I make soup all the time, but since I usually cook without a recipe it was fun to follow one and make this West African Peanut Stew. I’ve had it before, and it was on the menu at Wildflower Cafe last week, so that got my taste buds going!
2 tablespoons peanut oil
1 red onion, chopped
2 cloves garlic, minced
2 tablespoons chopped fresh ginger
1 pound chicken, cut into chunks (optional – I used a pork blade chop from Luna Field Farm)
1 tablespoon crushed red pepper, or to taste
salt and ground black pepper to taste
5 cups chicken stock (or water)
3 small sweet potatoes, cut into chunks
1 (16 ounce) can chopped tomatoes, with liquid
1/4 pound kale, roughly chopped
1 cup chunky peanut butter (I used natural unsweetened)

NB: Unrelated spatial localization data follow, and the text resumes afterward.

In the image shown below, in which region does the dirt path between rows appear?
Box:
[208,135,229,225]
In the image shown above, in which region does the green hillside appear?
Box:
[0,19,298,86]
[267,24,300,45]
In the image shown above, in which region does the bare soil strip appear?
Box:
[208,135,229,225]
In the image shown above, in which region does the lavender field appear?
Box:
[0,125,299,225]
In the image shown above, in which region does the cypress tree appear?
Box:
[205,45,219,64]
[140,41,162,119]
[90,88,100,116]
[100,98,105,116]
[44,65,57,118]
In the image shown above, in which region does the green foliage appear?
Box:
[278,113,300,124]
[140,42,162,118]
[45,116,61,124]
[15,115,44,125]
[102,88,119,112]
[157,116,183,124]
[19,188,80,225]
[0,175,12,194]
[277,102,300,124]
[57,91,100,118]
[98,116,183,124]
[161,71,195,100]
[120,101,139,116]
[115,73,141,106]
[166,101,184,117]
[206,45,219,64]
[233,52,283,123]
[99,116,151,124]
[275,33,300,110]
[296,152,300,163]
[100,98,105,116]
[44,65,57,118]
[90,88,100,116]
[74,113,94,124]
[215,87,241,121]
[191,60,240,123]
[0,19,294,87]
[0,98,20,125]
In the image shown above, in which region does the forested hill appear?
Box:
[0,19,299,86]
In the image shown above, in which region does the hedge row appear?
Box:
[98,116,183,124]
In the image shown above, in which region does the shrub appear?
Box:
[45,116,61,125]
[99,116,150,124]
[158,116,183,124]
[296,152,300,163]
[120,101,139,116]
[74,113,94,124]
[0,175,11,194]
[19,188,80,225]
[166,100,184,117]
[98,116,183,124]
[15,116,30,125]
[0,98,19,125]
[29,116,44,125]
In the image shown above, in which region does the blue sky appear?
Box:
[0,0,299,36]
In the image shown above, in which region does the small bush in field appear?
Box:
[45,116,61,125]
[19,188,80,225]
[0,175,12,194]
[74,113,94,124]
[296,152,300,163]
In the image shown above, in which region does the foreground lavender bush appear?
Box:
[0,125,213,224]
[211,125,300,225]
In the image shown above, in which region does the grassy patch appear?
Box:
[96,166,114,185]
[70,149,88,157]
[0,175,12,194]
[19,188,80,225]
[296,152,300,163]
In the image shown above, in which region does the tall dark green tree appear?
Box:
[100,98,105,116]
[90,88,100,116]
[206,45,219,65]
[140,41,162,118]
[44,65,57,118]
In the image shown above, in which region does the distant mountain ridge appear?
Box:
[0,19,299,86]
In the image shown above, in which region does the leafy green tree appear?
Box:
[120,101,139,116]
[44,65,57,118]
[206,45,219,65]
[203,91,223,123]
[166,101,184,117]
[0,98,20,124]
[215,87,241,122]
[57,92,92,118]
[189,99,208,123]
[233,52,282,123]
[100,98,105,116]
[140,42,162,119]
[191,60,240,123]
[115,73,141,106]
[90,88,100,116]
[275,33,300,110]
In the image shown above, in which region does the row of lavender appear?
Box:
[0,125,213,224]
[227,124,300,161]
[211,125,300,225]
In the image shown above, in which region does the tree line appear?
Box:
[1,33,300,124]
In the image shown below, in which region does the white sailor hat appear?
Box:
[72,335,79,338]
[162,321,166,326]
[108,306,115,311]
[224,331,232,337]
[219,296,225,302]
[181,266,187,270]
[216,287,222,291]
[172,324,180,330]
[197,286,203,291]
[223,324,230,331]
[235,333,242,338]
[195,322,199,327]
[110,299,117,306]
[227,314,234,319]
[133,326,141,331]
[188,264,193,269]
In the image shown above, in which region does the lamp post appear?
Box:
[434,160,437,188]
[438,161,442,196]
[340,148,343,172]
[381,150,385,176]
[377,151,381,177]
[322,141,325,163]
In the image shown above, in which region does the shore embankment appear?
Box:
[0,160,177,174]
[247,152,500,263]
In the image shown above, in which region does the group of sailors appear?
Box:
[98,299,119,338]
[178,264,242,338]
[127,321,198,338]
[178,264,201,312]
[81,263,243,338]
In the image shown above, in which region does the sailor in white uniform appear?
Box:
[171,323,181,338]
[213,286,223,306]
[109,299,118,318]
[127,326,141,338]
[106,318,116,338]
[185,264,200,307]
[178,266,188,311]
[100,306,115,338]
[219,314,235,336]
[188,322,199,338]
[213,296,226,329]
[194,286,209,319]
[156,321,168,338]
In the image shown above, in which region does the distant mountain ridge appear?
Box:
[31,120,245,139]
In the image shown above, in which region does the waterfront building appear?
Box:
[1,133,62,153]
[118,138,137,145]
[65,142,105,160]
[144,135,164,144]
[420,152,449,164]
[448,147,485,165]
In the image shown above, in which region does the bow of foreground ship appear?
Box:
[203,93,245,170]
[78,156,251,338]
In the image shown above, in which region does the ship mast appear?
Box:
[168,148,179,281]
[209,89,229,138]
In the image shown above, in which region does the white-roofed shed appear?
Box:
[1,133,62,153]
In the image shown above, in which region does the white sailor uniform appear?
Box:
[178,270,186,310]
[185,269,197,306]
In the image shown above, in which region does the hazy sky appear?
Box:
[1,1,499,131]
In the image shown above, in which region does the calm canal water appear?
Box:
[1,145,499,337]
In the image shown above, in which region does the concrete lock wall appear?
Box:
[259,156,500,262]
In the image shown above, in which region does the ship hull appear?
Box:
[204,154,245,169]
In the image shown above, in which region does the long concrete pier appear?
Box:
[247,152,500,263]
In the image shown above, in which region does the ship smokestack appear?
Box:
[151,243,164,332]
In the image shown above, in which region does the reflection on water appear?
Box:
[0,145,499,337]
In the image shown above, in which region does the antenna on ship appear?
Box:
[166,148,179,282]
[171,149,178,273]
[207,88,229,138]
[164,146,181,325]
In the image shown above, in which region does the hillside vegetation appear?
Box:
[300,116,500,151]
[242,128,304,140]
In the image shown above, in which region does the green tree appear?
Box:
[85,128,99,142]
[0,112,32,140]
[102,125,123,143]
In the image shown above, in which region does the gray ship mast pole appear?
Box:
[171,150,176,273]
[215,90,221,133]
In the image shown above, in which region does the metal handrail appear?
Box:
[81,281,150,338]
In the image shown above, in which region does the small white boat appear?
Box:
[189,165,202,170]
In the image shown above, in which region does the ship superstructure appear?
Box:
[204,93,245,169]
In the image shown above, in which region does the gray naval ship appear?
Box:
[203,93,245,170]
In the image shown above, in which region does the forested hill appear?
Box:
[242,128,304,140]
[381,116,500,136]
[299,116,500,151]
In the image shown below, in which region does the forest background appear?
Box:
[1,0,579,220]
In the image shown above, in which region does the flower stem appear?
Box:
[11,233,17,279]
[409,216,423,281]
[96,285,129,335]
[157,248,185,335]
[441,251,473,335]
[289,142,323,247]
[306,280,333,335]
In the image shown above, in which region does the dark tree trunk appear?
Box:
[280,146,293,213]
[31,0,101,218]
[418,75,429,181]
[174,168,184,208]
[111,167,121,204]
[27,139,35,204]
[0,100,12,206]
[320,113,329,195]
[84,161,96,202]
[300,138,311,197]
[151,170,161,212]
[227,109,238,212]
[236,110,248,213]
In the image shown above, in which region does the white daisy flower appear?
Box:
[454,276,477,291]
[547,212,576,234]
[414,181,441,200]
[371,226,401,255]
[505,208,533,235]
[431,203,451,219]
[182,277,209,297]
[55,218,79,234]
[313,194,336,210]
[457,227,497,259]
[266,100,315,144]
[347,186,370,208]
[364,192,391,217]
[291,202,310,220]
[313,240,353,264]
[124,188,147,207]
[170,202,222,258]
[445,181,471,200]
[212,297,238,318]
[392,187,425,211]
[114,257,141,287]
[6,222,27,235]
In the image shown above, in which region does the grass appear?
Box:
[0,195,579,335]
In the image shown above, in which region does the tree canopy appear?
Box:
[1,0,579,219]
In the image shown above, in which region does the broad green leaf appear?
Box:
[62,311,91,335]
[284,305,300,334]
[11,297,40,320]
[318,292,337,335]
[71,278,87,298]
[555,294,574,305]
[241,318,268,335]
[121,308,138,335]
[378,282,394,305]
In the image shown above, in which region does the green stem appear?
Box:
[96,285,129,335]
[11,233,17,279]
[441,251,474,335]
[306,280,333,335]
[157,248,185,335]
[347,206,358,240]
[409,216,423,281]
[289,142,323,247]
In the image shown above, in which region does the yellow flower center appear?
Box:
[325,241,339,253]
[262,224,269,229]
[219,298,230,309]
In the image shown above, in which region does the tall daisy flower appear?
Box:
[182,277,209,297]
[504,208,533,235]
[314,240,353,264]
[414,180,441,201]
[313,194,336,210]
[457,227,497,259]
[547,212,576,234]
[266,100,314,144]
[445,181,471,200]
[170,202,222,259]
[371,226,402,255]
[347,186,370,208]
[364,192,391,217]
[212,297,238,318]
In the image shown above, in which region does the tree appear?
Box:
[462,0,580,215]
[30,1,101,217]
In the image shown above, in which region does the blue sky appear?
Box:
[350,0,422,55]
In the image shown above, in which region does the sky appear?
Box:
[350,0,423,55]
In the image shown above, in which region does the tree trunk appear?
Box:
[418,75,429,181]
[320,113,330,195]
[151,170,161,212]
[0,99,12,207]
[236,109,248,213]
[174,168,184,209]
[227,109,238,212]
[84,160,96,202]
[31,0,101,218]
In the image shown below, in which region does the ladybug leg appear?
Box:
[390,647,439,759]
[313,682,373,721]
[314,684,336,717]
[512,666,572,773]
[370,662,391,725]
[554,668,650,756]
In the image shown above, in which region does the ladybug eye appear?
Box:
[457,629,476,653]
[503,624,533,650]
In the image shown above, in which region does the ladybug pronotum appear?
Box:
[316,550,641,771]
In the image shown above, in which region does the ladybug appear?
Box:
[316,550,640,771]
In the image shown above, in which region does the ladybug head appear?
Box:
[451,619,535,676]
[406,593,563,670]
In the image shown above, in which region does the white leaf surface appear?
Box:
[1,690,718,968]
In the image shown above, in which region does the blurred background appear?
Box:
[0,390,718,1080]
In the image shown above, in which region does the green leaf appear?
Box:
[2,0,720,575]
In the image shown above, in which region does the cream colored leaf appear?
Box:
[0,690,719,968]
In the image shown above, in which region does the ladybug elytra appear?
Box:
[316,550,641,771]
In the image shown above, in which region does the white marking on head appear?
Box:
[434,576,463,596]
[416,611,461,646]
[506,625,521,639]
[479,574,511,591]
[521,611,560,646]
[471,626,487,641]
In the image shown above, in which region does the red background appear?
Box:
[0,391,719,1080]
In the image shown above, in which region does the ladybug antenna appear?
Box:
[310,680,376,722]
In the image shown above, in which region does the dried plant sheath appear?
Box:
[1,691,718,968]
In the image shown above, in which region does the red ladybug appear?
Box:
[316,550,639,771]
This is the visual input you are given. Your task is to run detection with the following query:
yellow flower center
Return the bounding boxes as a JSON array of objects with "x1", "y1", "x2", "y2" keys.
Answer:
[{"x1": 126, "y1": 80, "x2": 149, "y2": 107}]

Optional: Add peanuts and pea shoots to garnish
I also added a can of chickpeas and some chopped red pepper for texture
- Heat the peanut oil in a large pot over medium-high heat; cook and stir the onion, garlic, and ginger in the hot oil until softened, about 5 minutes. Add the chicken; cook and stir until completely browned. Season with the crushed red pepper, salt, and black pepper. Pour the chicken stock over the mixture. Stir the sweet potatoes into the liquid and bring the mixture to a boil; reduce heat to low, cover the pot partially with a lid, and cook at a simmer for 15 minutes.
- Stir the tomatoes, kale, and peanut butter into the soup. Partially cover the pot again and continue cooking, stirring occasionally, another 20 minutes.